Lakhs hit as Tehri waters rise, Yamuna and Gandak in spate

Unusually heavy rainfall this year has seen large swathes of India bracing for floods and many thousands living in low lying areas being shifted to camps.

New Delhi faced fresh flood threats with nearly seven lakh cusecs of water being discharged into the Yamuna river from the Hathini Kund barrage in neighbouring Haryana.

The Yamuna recording a level of 205.70 Monday evening, 0.87 metres above the danger mark. This is further expected to increase by 0.7 metres by Tuesday 5 p.m.

Delhi Irrigation and Flood Control Minister Shri Raj Kumar Chauhan, who convened a high-level meeting to review the situation, said it was for the first time in 100 years that so much water had been released in the river.

The situation was alarming in neighbouring Haryana too, where the Yamuna had been in spate for 36 hours, causing widespread flooding in Yamunanagar district.

Officials said the record of the last 32 years had been broken with the Yamuna seeing the maximum discharge of 744,507 cusecs of water from the Hathni Kund barrage.

The National Disaster Management Authority (NDMA) was on alert too following reports that the Tehri dam waters had reached the danger mark, raising the spectre of floods in nearby areas.

"Water in the Tehri has reached 230 metres," Flood Forecast Monitoring Directorate officer B.D. Roy told IANS.

An official of the Tehri Dam Development Corporation said: "If the water level reaches 235 metres, the situation will be threatening."

"Response teams are always there. We have alerted all our manpower. If there is a threat at Tehri, we will rush there," R.K. Sinha, joint advisor in the NDMA, told IANS.

Any further rise in water levels in Tehri will put at risk nearby villages and towns like Haridwar, Rishikesh and adjoining areas.

An alert has been sounded in 72 villages in the Tehri lake periphery. The administration said it was prepared to face any eventuality. Many government buildings have been prepared for evacuation if the need arises.

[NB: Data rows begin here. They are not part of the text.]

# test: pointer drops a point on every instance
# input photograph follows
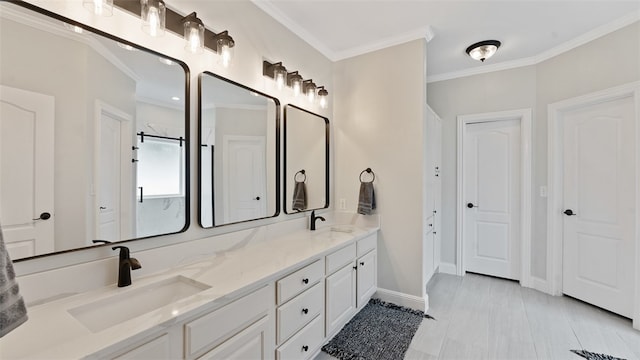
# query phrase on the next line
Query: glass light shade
(194, 35)
(153, 16)
(224, 47)
(483, 50)
(295, 80)
(310, 91)
(323, 98)
(280, 76)
(99, 7)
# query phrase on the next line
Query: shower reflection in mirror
(239, 152)
(72, 103)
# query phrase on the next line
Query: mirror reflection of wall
(72, 103)
(306, 148)
(239, 152)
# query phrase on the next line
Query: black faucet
(312, 224)
(125, 266)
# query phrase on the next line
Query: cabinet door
(251, 343)
(367, 278)
(341, 297)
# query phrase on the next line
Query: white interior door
(492, 198)
(245, 177)
(26, 171)
(599, 189)
(108, 179)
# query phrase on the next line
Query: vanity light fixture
(99, 7)
(224, 45)
(153, 15)
(483, 50)
(323, 97)
(159, 17)
(193, 33)
(294, 80)
(310, 90)
(276, 71)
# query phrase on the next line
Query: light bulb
(153, 17)
(296, 87)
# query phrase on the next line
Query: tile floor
(480, 317)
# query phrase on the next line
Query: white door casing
(492, 187)
(244, 177)
(26, 171)
(523, 256)
(113, 175)
(595, 255)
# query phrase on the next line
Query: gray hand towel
(367, 198)
(12, 309)
(299, 196)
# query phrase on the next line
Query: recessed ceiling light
(74, 28)
(483, 50)
(166, 61)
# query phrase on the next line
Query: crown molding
(86, 38)
(279, 16)
(555, 51)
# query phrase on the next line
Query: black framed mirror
(306, 160)
(239, 159)
(94, 137)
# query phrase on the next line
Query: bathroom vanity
(246, 303)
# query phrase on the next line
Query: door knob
(44, 216)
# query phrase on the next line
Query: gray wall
(608, 61)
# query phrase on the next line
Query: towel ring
(369, 171)
(295, 177)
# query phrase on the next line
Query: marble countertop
(52, 332)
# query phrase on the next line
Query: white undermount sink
(130, 303)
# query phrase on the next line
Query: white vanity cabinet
(351, 281)
(299, 314)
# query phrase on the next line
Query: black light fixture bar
(173, 22)
(268, 71)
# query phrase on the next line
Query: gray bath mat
(380, 331)
(594, 356)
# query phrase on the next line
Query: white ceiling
(530, 31)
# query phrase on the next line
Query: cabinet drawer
(215, 327)
(367, 244)
(299, 281)
(340, 258)
(295, 314)
(303, 344)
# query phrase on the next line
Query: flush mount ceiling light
(153, 15)
(323, 96)
(483, 50)
(99, 7)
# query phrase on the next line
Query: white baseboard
(540, 285)
(402, 299)
(448, 268)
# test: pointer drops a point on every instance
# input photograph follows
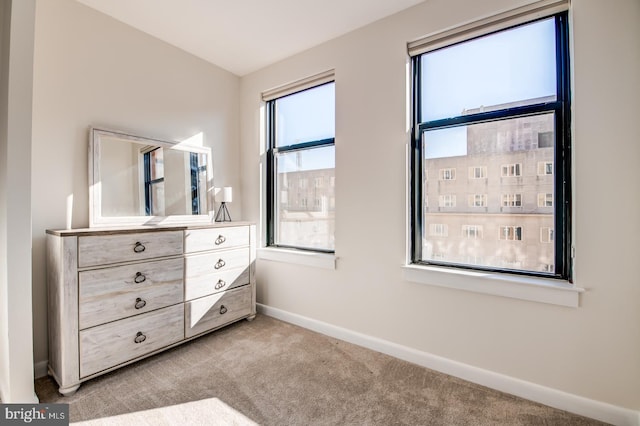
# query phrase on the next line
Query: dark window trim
(148, 182)
(271, 178)
(562, 156)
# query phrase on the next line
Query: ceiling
(243, 36)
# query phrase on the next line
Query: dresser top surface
(107, 230)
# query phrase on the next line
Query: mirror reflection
(140, 177)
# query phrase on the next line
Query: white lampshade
(223, 195)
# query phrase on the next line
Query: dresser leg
(69, 390)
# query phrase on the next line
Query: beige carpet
(269, 372)
(210, 411)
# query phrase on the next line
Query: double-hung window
(300, 159)
(494, 97)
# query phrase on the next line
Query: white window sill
(298, 257)
(543, 290)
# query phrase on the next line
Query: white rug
(207, 412)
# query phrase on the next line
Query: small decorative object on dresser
(117, 295)
(223, 196)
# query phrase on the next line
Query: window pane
(483, 74)
(305, 199)
(157, 199)
(157, 163)
(306, 116)
(501, 224)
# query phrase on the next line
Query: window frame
(271, 170)
(561, 108)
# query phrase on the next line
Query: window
(545, 140)
(301, 152)
(545, 168)
(511, 200)
(546, 235)
(473, 232)
(154, 182)
(477, 172)
(447, 174)
(447, 200)
(511, 170)
(494, 98)
(438, 230)
(545, 200)
(478, 200)
(510, 233)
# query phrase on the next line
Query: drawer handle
(140, 337)
(140, 303)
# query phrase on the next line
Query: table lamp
(223, 196)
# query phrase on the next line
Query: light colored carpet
(210, 411)
(273, 373)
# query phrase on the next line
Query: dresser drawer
(94, 250)
(114, 293)
(215, 238)
(213, 272)
(111, 344)
(216, 310)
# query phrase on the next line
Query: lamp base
(223, 213)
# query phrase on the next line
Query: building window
(546, 235)
(301, 147)
(154, 182)
(447, 174)
(494, 97)
(510, 233)
(511, 200)
(438, 230)
(477, 172)
(512, 170)
(545, 200)
(478, 200)
(545, 168)
(447, 200)
(473, 232)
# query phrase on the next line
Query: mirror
(142, 181)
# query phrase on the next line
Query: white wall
(16, 347)
(93, 70)
(592, 351)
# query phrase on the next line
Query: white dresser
(117, 295)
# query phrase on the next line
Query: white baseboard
(40, 369)
(544, 395)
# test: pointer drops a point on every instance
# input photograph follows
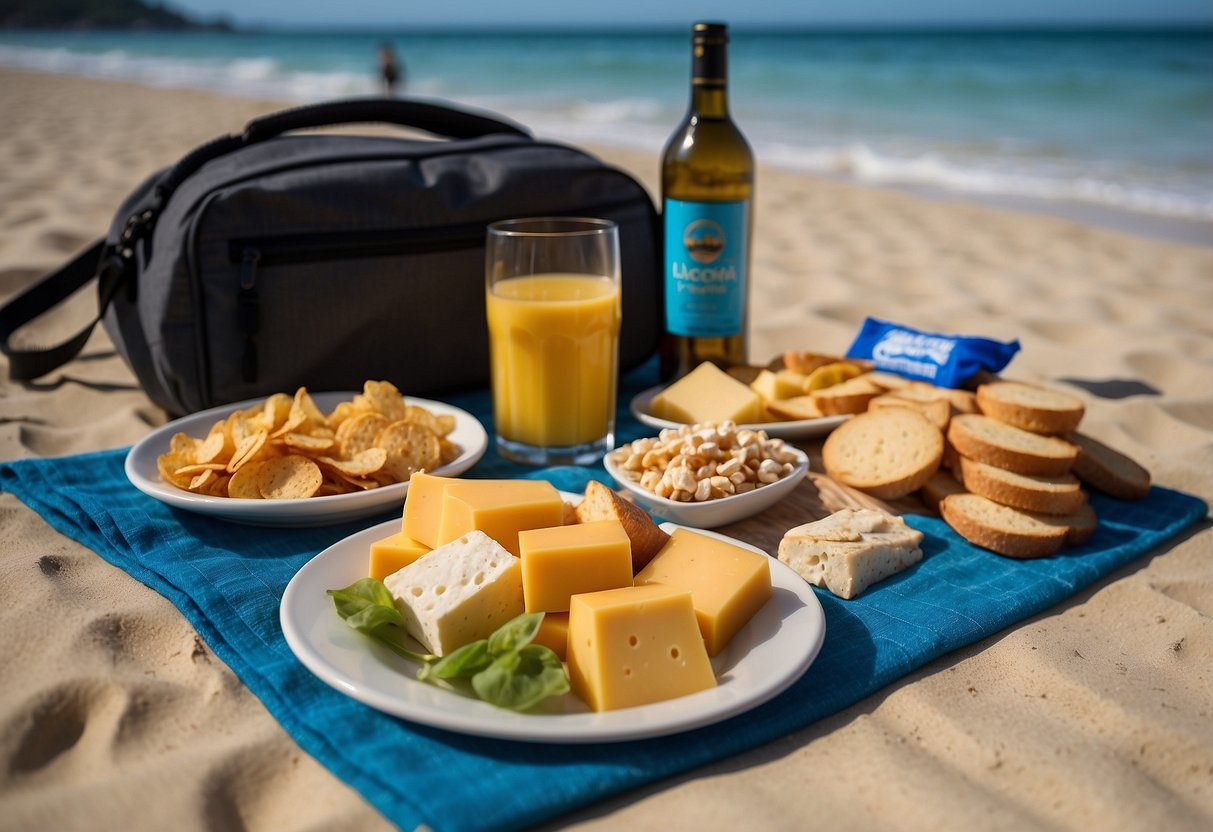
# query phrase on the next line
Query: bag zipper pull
(246, 312)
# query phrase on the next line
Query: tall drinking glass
(553, 301)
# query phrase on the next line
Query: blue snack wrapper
(944, 360)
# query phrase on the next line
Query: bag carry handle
(109, 265)
(432, 118)
(52, 290)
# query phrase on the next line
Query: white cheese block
(459, 592)
(850, 550)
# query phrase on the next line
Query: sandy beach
(1095, 714)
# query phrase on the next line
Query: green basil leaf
(360, 596)
(519, 681)
(516, 633)
(466, 661)
(366, 605)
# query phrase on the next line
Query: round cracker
(290, 477)
(410, 448)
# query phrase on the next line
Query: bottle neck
(708, 79)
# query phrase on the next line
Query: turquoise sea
(1111, 119)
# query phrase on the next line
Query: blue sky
(399, 13)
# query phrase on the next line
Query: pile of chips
(288, 448)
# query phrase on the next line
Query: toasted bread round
(1002, 529)
(1003, 445)
(1108, 469)
(884, 452)
(849, 397)
(1031, 408)
(603, 503)
(1047, 495)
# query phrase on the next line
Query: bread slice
(796, 408)
(1002, 529)
(1047, 495)
(1003, 445)
(1031, 408)
(939, 411)
(939, 486)
(1109, 471)
(603, 503)
(850, 550)
(884, 452)
(849, 397)
(963, 402)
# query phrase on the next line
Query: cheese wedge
(562, 562)
(728, 583)
(850, 550)
(707, 394)
(457, 593)
(393, 553)
(636, 645)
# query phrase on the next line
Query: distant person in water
(391, 70)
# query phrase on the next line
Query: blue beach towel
(228, 580)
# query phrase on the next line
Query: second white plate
(772, 651)
(141, 469)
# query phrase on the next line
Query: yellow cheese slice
(728, 583)
(562, 562)
(439, 509)
(393, 553)
(500, 508)
(707, 394)
(635, 645)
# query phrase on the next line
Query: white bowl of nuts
(707, 476)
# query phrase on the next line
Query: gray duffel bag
(272, 260)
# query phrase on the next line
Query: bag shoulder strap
(26, 364)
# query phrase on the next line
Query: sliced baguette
(850, 550)
(1002, 529)
(938, 411)
(1047, 495)
(887, 454)
(1031, 408)
(1109, 471)
(1003, 445)
(603, 503)
(849, 397)
(796, 408)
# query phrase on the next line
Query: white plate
(719, 512)
(770, 653)
(801, 428)
(141, 469)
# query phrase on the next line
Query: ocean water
(1118, 120)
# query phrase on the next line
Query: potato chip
(243, 484)
(306, 404)
(386, 399)
(308, 443)
(248, 450)
(410, 448)
(360, 432)
(290, 477)
(201, 480)
(374, 439)
(366, 462)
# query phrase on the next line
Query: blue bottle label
(705, 268)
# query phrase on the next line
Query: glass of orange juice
(553, 302)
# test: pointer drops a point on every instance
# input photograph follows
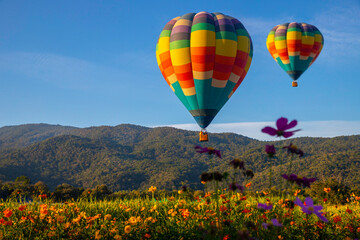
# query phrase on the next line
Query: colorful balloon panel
(295, 46)
(204, 57)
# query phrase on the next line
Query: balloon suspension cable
(203, 136)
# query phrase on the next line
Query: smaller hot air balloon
(295, 46)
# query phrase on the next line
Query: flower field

About 50 people in Uttarakhand were reported to have died in the landslides and flash floods. The army was called out in parts of of Almora and Haridwar districts, described the "worst affected" by officials.

With nearly 80,000 people impacted, including 50,000 over Sunday-Monday, the one silver lining was that it did not rain Monday.

Chief Secretary Subhash Kumar refuted reports about threats to the Tehri dam "even though the water level was close to the danger mark".

However, green activists sounded warning bells. Environmentalist Anil Joshi said bigger disasters were in store if the government did not check the construction of such dams in the Himalayas.

"It is high time the government reviewed the viability of the dams. In the end, local communities are paying the price because the water cannot be released, so it is submerging the adjoining villages," said Joshi, the founder of Himalayan Environmental Studies and Conservation Organisation.

Despite largescale protests, the Tehri dam was completed in 2006. It is a rockfill dam on the Bhagirathi, the source stream of the Ganga, which completely submerged the historic Tehri town in Uttarakhand. 

The situation also continued to be grim in Bihar, with more than 500,000 people in Gopalganj, Siwan and Saran districts impacted by the swelling waters of the Gandak river.

"The overflowing water of the Gandak has entered dozens of villages and is flowing at some places on National Highway 28," an official of the water resource department said.